I understand the temptation as well. While I believe it is morally wrong, my reason for asking the OP if her husband is using porn wasn't because of moral reasons. I asked because she said that he doesn't seem to pursue her very hard for sex. He is meek in his pursuits. If he is getting it somewhere else (porn), that may be his reason for not pursuing her more aggressively and frequently.

If he showers, brushes his teeth and stops using porn (if he is using it) her sex issues would be solved. If he is just meek, and he showers and brushes his teeth, she might be more motivated to take the initiative to pursue him more aggressively and frequently.


----------



## pastasauce79 (Mar 21, 2018)

I think your husband hasn't been respectful or loyal to your marriage.

In many posts here on TAM many talk about how no one should put up with infidelity, yet other destructive problems are forced to be fixed or the person should be given second or third chances.

If my husband didn't care about his hygiene, I would feel cheated. If my husband showed no interest in being intimate with me I would feel cheated. Finding out my husband was looking at Craiglist personal ads it would make me feel cheated. 

If you feel your husband is not 100% committed to you or the marriage why staying with him then? 

I understand in a marriage husbands and wives are together in sickness and in health, but one thing is dealing with a problem out of your control and another is when a person is capable of changing negative behaviors. If your husband has mental health issues, then he's going to need support finding help but it's up to him to follow the advice and treatment. You can support him, but he needs to be responsible of his own treatment. He's responsible of his own hygiene. He's not your child.

I really admire your patience and endurance, but what are you going to do about it? Have you asked your husband to take showers more often? How direct have you been with him? 

Like I said, you can talk and be supportive of your husband but it's his choice if he wants to change, and it's your choice to stay with him or not. 

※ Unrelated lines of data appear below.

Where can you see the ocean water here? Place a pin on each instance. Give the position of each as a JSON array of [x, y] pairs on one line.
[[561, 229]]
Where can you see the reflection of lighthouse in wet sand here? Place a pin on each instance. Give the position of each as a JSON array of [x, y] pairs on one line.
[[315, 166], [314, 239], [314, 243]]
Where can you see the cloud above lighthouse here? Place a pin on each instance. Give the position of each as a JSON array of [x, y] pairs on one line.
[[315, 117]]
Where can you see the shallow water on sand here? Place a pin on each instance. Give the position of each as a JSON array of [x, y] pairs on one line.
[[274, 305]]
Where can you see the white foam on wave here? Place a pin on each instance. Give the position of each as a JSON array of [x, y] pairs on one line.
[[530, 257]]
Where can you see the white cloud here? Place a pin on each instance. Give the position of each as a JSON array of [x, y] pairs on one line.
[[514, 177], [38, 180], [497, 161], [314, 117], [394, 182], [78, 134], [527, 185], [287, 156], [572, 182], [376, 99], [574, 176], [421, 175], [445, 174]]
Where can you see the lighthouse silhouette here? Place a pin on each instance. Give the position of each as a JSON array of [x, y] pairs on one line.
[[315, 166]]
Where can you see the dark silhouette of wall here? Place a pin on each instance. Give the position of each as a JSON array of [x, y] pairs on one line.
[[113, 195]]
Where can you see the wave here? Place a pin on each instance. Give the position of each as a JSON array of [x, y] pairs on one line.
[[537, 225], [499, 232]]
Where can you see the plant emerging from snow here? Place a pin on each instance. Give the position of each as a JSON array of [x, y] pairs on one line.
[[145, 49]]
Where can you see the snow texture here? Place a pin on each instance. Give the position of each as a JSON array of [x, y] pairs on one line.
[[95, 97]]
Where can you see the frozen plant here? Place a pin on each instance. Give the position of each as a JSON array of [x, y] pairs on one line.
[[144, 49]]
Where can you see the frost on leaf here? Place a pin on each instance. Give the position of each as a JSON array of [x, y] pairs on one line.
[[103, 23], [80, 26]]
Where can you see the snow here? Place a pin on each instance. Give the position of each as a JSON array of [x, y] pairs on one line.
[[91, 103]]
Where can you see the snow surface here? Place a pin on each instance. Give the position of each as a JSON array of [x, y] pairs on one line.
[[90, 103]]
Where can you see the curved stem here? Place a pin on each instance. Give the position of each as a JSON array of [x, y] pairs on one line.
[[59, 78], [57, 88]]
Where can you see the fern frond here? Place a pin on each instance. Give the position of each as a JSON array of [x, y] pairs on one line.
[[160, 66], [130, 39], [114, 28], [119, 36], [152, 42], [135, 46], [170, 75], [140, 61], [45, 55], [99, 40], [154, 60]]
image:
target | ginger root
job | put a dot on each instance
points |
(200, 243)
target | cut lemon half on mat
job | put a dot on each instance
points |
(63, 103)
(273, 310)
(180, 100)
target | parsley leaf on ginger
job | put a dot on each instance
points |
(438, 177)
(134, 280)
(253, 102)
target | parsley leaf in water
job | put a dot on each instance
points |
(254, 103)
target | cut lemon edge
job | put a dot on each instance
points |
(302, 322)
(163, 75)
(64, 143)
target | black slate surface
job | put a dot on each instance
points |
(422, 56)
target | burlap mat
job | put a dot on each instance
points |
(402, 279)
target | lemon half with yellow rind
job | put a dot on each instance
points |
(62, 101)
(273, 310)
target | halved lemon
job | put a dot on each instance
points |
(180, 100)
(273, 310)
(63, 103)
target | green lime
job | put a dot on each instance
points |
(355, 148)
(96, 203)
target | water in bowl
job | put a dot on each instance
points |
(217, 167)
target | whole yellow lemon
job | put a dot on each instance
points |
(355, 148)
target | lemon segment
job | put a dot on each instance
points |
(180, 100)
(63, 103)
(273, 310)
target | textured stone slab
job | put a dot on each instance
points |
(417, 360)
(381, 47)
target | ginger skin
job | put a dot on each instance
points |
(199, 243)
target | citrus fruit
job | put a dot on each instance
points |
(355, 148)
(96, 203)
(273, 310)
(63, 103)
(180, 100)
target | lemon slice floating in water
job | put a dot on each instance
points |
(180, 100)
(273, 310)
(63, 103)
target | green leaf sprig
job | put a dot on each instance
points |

I won't blame you if you decide to leave, though.


----------



## Cucumbermelon (Jan 9, 2020)

pastasauce79 said:


> I think your husband hasn't been respectful or loyal to your marriage.
> 
> In many posts here on TAM many talk about how no one should put up with infidelity, yet other destructive problems are forced to be fixed or the person should be given second or third chances.
> 
> ...


I have been direct with him. I said to him countless times “you need to shower every day” he works a strenuous job, so it’s not like he goes and sits in an office all day, he gets sweaty. I’ve also said “I hate having to ask my husband when the last time he showered is, I feel like your mother”. Its bad when you never know when the last time he brushed his teeth was. Ugh. I forced him to go to the dentist about a year ago and he said she had to use a heavy duty tool to crack all of the Tatar off his teeth🤢 he has a permanent retainer in, and at one point he couldn’t even feel or see it anymore due to the plaque and tartar build up on it. I feel so bad sharing this, I’ve never told anybody out of fear of embarrassing him. Also I don’t want my friends and family to know these things. I feel like they’d definitely judge.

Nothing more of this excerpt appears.